Now with Pt 3 and 4 in mind, we then take in Pt 2 which says that 20% of your bets will generate the bulk of your profits. This means that out of the 6 winning bets, only 1 or maybe 2 will make it really big like doubling the initial money or more. But if we have a short term investing mindset we would then take profit in Year 1 or 2, (or sometimes even shorter) which means that we lose all the upside that comes with the compounding effect. Then we are destined for mediocre returns, aren't we?

Let's just do a simple math on all these.

We have a capital base of $100 and we make 10 bets. 4 bets will lose money. But because we diligently adhere to our margin of safety rule, say we lose 10%. So of the $40 invested, we are left with $36. The remaining $60, let's just assume that 4 bets did ok, ie we make 20%. So we have grown our $40 to $48 from these 4 bets. The last 2 bets we make 100%. So from $20 we now have $40.

Adding the numbers up $36 + $48 + $40 = $124. So we managed to make 24% return. But over what time period? If we can do this in 1 year and repeat for the next 50 years, we are on our way to beat Buffett's record. That's very unlikely, so I would say this is probably achievable over 3 to 5 years. Then we would only barely make 8%pa.

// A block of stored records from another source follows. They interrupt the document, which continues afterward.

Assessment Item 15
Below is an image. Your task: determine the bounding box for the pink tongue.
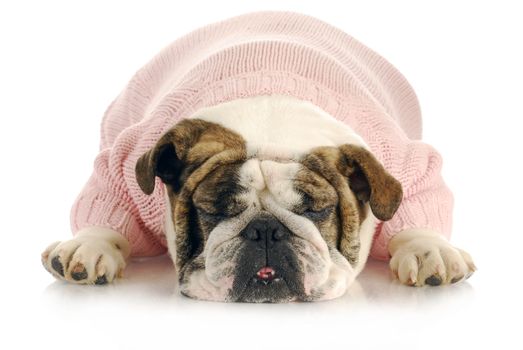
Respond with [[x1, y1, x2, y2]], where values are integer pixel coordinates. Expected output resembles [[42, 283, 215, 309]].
[[256, 266, 275, 280]]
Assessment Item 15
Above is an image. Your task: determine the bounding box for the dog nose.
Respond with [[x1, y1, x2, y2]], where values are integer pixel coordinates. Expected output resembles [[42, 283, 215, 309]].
[[241, 217, 290, 243]]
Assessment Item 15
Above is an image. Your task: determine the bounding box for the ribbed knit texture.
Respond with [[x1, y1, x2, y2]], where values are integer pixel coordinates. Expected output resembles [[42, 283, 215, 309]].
[[71, 12, 452, 260]]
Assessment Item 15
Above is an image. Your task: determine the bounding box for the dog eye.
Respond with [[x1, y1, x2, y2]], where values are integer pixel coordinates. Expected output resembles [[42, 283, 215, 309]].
[[302, 206, 334, 221], [196, 207, 238, 222]]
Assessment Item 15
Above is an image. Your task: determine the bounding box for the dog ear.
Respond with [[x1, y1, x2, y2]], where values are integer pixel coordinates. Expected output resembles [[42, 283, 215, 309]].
[[135, 119, 212, 195], [338, 144, 403, 221]]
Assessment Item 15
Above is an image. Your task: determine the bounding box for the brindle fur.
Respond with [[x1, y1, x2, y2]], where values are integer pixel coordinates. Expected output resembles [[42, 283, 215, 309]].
[[136, 119, 402, 292]]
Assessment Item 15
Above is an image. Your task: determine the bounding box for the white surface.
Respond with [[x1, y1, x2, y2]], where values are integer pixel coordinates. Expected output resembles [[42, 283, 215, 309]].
[[0, 0, 523, 349]]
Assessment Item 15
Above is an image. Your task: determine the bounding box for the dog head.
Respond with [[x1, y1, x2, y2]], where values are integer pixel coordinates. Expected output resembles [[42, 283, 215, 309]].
[[136, 119, 402, 302]]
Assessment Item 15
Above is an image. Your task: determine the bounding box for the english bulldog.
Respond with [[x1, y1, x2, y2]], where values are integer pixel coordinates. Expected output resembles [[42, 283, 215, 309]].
[[42, 12, 475, 302]]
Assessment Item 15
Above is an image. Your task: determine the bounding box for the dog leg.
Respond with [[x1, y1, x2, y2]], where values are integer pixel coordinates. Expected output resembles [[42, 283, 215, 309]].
[[389, 229, 476, 287], [42, 227, 131, 284]]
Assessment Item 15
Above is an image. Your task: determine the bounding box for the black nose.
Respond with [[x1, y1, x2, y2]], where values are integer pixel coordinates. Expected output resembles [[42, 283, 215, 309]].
[[241, 217, 290, 243]]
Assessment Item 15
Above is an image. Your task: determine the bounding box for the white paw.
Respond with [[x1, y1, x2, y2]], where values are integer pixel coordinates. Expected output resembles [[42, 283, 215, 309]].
[[389, 230, 476, 287], [42, 228, 129, 284]]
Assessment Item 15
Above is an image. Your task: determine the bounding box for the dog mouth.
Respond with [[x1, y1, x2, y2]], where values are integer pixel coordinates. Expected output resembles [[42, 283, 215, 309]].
[[232, 266, 304, 303]]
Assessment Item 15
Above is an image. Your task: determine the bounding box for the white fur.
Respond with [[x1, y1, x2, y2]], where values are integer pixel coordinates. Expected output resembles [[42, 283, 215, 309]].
[[42, 226, 130, 284], [190, 95, 368, 160], [182, 159, 362, 300], [180, 96, 376, 300], [389, 229, 476, 286]]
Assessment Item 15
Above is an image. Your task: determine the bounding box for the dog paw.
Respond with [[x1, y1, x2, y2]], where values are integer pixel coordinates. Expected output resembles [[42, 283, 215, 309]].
[[42, 231, 129, 284], [390, 230, 476, 287]]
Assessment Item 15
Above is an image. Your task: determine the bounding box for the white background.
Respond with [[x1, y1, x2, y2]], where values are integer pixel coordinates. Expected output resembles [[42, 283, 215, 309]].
[[0, 0, 523, 349]]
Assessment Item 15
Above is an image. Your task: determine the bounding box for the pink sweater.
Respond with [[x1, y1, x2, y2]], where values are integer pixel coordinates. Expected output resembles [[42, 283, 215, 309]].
[[71, 12, 452, 260]]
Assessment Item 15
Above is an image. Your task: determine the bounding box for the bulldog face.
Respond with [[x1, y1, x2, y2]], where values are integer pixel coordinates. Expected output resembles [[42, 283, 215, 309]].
[[136, 119, 402, 302]]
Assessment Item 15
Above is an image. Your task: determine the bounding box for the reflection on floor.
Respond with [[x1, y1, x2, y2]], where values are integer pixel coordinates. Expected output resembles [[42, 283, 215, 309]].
[[44, 255, 474, 309]]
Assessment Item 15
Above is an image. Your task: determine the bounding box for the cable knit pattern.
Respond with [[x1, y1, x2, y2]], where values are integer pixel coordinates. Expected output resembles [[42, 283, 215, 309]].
[[71, 12, 452, 259]]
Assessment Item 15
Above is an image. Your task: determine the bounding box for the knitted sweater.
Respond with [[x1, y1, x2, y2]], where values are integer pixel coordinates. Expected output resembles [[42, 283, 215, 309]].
[[71, 12, 452, 260]]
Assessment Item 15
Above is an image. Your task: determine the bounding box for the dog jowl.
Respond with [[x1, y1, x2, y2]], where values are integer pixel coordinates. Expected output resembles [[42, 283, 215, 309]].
[[136, 119, 402, 302]]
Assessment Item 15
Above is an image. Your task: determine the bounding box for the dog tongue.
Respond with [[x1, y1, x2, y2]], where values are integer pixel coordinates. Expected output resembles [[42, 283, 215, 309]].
[[256, 266, 275, 280]]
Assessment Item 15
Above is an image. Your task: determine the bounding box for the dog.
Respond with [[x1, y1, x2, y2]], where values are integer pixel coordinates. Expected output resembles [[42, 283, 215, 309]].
[[42, 12, 475, 302]]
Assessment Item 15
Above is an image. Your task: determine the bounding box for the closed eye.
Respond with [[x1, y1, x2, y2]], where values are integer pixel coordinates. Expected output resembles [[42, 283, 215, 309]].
[[302, 206, 334, 221], [196, 208, 230, 221]]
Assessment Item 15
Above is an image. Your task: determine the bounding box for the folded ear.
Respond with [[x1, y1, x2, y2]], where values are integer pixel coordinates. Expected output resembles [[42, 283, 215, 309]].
[[338, 145, 403, 221], [135, 119, 214, 195]]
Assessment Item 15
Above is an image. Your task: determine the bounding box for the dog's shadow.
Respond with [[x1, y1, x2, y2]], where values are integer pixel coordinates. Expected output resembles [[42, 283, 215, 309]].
[[44, 255, 474, 310]]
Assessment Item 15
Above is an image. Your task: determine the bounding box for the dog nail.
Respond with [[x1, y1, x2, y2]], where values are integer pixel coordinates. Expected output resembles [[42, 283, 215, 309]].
[[450, 276, 463, 283], [71, 263, 87, 281], [51, 256, 64, 277], [425, 275, 441, 286], [407, 272, 416, 286], [94, 275, 107, 285]]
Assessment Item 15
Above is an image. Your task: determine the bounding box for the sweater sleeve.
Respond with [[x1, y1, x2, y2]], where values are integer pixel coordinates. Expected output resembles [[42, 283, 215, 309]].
[[371, 141, 453, 260], [71, 145, 165, 256]]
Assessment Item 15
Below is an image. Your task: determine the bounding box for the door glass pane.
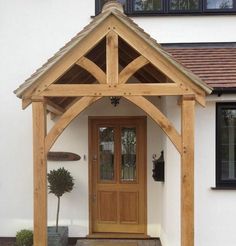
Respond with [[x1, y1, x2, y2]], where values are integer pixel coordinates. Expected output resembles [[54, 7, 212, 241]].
[[220, 109, 236, 180], [99, 127, 114, 181], [121, 128, 136, 181], [207, 0, 233, 10], [133, 0, 162, 12], [170, 0, 200, 11]]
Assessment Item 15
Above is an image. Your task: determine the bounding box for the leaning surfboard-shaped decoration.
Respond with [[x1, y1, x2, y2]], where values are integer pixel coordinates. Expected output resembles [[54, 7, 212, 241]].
[[47, 151, 81, 161]]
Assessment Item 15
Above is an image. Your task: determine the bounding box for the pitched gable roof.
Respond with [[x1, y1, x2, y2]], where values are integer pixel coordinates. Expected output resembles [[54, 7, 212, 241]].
[[14, 1, 212, 98]]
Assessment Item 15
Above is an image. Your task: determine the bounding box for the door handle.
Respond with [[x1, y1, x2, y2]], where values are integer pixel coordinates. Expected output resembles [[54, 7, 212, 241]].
[[93, 155, 98, 161], [92, 194, 97, 202]]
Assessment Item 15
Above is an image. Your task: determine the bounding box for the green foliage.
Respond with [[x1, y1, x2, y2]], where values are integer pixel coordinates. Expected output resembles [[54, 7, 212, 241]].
[[16, 230, 33, 246], [48, 168, 74, 197]]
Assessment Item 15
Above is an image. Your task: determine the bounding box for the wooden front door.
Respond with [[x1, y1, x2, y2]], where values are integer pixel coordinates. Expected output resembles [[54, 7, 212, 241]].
[[90, 117, 147, 235]]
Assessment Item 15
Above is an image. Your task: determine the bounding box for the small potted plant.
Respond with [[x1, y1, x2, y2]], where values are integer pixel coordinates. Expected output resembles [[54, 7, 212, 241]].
[[48, 168, 74, 246], [16, 229, 33, 246]]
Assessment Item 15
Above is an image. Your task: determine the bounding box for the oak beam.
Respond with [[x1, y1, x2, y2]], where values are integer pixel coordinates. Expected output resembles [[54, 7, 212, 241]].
[[181, 96, 195, 246], [76, 56, 106, 84], [124, 96, 182, 153], [23, 19, 110, 108], [46, 100, 65, 115], [119, 56, 149, 84], [106, 31, 119, 84], [42, 83, 192, 97], [109, 18, 206, 106], [32, 101, 47, 246], [45, 97, 101, 152]]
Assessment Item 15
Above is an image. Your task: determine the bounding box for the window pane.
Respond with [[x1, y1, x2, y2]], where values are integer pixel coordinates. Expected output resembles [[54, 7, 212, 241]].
[[100, 0, 127, 10], [133, 0, 162, 11], [207, 0, 233, 9], [99, 127, 114, 180], [220, 109, 236, 181], [170, 0, 200, 11], [121, 128, 136, 181]]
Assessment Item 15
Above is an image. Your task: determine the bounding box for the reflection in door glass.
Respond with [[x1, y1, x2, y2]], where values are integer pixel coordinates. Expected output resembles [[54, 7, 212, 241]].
[[99, 127, 114, 180], [121, 128, 136, 181]]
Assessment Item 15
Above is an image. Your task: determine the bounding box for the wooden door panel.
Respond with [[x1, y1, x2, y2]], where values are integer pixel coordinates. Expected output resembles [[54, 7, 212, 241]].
[[98, 191, 118, 223], [89, 117, 147, 235], [119, 192, 139, 224]]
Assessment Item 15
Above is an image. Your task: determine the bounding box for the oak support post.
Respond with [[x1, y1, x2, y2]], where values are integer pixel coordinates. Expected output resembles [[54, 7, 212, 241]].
[[181, 96, 195, 246], [106, 31, 119, 84], [32, 99, 47, 246]]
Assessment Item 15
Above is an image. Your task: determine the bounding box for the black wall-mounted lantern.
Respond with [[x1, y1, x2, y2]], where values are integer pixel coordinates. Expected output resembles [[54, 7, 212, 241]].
[[152, 151, 165, 182]]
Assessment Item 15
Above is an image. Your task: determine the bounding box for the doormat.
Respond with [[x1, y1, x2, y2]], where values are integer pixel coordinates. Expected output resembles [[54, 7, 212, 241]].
[[84, 242, 138, 246]]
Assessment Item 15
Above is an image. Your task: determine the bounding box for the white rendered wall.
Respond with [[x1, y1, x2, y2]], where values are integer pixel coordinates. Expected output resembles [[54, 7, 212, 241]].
[[161, 95, 236, 246], [0, 0, 236, 243]]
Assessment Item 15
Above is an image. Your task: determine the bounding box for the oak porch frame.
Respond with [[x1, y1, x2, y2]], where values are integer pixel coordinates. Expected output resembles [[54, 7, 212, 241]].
[[33, 96, 195, 246], [27, 17, 205, 246]]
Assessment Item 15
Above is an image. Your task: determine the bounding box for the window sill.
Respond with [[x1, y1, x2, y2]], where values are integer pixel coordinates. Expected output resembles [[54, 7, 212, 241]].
[[211, 186, 236, 190]]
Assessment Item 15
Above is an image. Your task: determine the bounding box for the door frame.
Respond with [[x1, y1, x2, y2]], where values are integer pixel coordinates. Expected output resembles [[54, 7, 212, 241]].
[[88, 116, 148, 238]]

Most investors don't think in terms of 5 years, they take profits off their 20% winning bets way too early, they are not interested in adhering to a Herculean 30% margin of safety (which means they will just buy when they are afraid of "losing out", like everyone who bought tech stocks at the height of the tech bubble, or every Singaporean who rushed in to buy Sky Habitat at the peak of Singapore's property bubble) and obviously they also think that they will lose not 40% but 4% of the time.

Is it then a wonder why only 10% of all investors can actually beat 8-10%pa over time?

Tuesday, October 08, 2013

Ms. Market

This post is rehashed from an old post written many, many years ago.

The father of value investing, Ben Graham, likes to describe the market as a person who is always ready to buy or sell you a part of his business, but the problem with him is that he is very emotional. And when I say emotional, I don't mean that Taiwanese actress Liu Xue Hua shedding one teardrop from her left eye over some bloke. (kudos to you if you actually know who is Liu Xue Hua).

So what's very emotional? Picture yourself sitting in a roller coaster with some Ah Lian yelling her head off one second and cuddling up to you the next. That kind of emotional. Anyway, let's calls this person Mr. Market. That's how Ben Graham and Warren Buffett calls him. But I think maybe it's more appropriate to call her Ms. Market.

On some days when Ms. Market is very happy, she sees everything in an optimistic light and she will offer to sell you a part of her business at a very high price. Like Singtel for $5. Or SIA for $20. On other days, she will be all depressed and can see only doom and gloom, and she offer to sell you the same business at a very low price. Lay-Long Lay-Long! Singtel for $2.50, or SIA for $7.50. So as you can tell, Ms. Market is that Ah Lian in a roller coaster, regardless whether anyone is beside her. Screaming her head off. Every day.

You are free to transact with Ms. Market on any particular day, or not transact at all. She will always come back tomorrow and quote you a different price. Depending on her mood, the prices will be all over the place. You are free to take advantage of her, and buy a good business cheaply from her on her down days, or sell back to her a bad business at a dear price when she is feeling on the top of the world.

However, you should never be influenced by her mood, i.e. you too, start feeling super happy on days when she is on a high (i.e. you imagine yourself sitting on that emotional roller coaster with her), and buy a lousy business from her at a high price. Millions of individual investors never understood this, so they never took advantage to buy a good business at a cheap price from Ms. Market when she is feeling sad, but instead, only buy from her when she is bright and sunny and offers to sell Singtel at $15 and SIA at $20.

PS: Singtel trades at $3.50 and SIA trades at $10 currently (in late 2013).